Until this discovery, the oldest examples of this technology were the Oldowan tools from Tanzania, which date to about 2.6 million years ago. The researchers say the 700,000-year time difference reveals how manufacturing methods and use changed over time, growing more advanced.
Other finds, such as animal bones found in Ethiopia with cut marks that date to 3.39 million years ago, also suggest tool use began before H. habilis. Scientists now believe the 3.3-million-year-old implements were crafted by another, more primitive species
Dr Taylor said: "There are a number of possible candidates at present. "There was a hominin called Kenyanthropus platyops, which has been found very close to where the Lomekwi 3 tools are being excavated. And that hominin was around at the time the tools were being made. "More widely in the East African region there is another hominin, Australopithecus afarensis, which is famously known from the fossil Lucy, which is another candidate."

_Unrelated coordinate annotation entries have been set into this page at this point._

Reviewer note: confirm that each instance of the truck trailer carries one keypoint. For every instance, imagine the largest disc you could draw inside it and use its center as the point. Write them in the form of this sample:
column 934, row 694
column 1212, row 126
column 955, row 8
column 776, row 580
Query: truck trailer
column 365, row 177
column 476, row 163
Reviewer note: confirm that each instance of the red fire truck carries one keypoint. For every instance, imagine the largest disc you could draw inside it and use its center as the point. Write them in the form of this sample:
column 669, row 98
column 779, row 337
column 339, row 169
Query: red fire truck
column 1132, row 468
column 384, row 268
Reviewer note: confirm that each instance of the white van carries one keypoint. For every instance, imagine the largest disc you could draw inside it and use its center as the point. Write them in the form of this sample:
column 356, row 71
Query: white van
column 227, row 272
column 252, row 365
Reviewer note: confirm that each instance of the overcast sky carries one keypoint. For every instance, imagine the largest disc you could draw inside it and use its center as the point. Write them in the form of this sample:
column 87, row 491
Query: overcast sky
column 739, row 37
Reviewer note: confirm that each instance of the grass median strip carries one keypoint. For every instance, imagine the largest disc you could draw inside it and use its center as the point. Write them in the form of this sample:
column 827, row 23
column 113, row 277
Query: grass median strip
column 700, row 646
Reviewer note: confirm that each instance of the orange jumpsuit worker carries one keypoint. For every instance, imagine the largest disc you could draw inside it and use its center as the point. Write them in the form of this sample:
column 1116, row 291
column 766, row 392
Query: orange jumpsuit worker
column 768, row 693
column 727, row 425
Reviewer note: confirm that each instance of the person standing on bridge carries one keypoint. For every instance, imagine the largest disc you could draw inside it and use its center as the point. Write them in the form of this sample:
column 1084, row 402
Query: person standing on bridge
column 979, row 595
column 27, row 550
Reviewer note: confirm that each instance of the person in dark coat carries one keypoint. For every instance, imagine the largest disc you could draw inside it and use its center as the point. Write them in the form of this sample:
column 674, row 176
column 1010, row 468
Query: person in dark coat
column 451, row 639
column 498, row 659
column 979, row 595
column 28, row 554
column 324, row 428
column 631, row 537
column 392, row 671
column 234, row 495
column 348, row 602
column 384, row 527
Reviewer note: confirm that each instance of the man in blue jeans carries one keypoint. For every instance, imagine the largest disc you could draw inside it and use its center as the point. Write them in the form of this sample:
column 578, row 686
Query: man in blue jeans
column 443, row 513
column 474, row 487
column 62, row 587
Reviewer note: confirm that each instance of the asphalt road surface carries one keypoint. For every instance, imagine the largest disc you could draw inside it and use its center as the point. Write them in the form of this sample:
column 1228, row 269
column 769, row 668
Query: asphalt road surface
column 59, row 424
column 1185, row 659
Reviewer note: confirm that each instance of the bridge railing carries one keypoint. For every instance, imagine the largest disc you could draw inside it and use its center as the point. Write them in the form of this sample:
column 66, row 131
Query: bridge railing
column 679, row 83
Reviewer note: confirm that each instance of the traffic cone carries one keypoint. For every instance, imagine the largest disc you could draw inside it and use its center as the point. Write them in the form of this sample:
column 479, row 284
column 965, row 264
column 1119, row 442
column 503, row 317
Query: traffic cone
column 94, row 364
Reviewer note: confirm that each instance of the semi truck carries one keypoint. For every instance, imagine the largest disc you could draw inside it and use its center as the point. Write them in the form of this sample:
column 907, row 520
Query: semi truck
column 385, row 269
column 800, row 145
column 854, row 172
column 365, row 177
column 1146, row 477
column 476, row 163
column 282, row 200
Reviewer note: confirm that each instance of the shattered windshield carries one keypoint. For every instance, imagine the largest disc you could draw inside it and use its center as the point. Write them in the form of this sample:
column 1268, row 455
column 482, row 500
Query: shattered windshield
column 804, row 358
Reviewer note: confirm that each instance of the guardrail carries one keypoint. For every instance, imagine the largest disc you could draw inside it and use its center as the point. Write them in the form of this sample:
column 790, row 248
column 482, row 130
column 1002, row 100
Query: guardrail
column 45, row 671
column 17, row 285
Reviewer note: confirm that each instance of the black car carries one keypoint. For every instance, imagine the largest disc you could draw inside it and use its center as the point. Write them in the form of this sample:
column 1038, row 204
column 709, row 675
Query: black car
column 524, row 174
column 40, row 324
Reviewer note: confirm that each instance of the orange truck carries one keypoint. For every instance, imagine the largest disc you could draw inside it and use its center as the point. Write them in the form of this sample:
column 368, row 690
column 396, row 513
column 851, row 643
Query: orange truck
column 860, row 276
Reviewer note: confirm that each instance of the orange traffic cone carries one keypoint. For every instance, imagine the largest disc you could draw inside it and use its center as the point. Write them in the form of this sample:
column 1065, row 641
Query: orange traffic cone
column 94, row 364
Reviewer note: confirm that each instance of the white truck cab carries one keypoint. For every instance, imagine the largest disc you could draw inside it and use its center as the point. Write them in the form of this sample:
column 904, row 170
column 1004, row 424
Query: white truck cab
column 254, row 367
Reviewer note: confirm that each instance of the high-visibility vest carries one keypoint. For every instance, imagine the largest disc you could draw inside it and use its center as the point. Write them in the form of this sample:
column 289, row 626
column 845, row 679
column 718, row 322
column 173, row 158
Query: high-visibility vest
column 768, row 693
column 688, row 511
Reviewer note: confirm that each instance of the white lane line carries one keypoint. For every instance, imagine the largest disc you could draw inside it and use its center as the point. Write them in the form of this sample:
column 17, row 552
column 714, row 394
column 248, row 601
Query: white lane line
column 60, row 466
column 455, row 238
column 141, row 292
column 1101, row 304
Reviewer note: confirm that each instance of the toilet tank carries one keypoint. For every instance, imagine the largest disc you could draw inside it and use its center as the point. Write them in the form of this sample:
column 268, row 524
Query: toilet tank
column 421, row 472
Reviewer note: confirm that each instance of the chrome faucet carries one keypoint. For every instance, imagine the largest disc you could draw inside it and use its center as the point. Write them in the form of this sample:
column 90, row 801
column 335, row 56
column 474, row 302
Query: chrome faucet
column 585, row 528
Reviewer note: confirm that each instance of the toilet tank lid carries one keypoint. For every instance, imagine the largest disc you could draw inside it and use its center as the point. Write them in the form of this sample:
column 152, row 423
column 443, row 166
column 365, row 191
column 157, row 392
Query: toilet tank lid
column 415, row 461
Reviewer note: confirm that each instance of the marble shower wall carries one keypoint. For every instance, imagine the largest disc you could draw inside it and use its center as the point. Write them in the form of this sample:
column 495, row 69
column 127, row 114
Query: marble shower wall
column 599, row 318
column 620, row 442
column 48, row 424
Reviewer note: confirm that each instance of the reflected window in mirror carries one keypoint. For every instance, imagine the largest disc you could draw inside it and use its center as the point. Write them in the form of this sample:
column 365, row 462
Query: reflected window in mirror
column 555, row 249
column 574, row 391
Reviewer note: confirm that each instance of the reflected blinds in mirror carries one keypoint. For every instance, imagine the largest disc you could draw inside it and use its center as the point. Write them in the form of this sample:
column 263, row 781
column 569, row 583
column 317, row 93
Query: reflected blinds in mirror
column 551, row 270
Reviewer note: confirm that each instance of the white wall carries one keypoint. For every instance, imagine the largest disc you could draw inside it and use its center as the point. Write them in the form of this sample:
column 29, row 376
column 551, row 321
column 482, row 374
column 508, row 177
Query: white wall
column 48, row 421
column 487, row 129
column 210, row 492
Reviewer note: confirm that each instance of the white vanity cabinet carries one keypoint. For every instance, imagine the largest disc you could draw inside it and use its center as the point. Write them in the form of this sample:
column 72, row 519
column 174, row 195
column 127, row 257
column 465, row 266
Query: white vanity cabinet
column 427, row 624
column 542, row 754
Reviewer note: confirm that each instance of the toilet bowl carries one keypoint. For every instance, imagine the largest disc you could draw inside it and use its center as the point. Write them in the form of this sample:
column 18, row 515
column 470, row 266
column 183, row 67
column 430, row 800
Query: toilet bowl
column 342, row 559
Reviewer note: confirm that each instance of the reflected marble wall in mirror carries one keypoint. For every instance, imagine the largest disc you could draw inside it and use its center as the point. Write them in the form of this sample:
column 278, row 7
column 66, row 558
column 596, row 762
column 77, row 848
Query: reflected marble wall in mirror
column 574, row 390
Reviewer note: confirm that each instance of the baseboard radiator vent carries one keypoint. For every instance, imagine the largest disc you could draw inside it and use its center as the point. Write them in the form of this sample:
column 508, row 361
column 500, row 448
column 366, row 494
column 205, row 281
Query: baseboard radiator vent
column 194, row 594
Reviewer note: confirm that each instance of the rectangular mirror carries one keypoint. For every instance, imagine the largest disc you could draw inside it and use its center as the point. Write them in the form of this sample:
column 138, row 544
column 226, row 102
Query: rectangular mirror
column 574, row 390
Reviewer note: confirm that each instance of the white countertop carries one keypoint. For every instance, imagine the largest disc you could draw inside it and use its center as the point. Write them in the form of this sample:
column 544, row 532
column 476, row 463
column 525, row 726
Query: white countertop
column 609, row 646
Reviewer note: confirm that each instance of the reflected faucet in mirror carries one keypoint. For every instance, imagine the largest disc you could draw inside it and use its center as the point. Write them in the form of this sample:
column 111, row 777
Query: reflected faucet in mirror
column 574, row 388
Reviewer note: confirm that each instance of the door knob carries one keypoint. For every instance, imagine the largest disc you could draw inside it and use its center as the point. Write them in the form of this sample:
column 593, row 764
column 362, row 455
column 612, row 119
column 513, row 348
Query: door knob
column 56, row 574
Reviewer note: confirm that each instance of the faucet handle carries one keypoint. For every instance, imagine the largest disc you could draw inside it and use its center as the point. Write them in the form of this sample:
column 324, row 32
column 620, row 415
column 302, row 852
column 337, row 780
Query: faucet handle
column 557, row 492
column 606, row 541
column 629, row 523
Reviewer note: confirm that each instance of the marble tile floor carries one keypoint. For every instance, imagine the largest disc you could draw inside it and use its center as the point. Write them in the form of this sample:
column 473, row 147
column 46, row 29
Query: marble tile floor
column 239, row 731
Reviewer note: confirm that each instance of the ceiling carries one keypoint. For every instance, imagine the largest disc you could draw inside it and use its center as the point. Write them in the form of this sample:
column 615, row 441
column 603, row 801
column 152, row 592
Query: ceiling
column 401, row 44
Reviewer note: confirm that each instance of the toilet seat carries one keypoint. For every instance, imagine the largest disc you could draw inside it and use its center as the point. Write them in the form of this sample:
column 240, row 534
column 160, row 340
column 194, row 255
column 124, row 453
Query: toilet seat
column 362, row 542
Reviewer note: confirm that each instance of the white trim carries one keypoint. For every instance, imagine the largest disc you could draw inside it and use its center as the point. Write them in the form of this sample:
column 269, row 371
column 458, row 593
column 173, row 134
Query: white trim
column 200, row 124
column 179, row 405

Australopithecus afarensis is a primitive species with both human and ape-like features Neither of these species was assumed to be particularly intelligent - they had both human and ape-like features, with relatively small brains.
However the tools suggest they may have been smarter than assumed.
Dr Ignacio de la Torre, from University College London's Institute of Archaeology, described this as "a game-changing" find. "It's the most important discovery in the last 50 years," he told BBC News. "It suggests that species like Australopithecus might have been intelligent enough to make stone tools - that they had the cognitive and manipulative abilities to carry tasks like this out."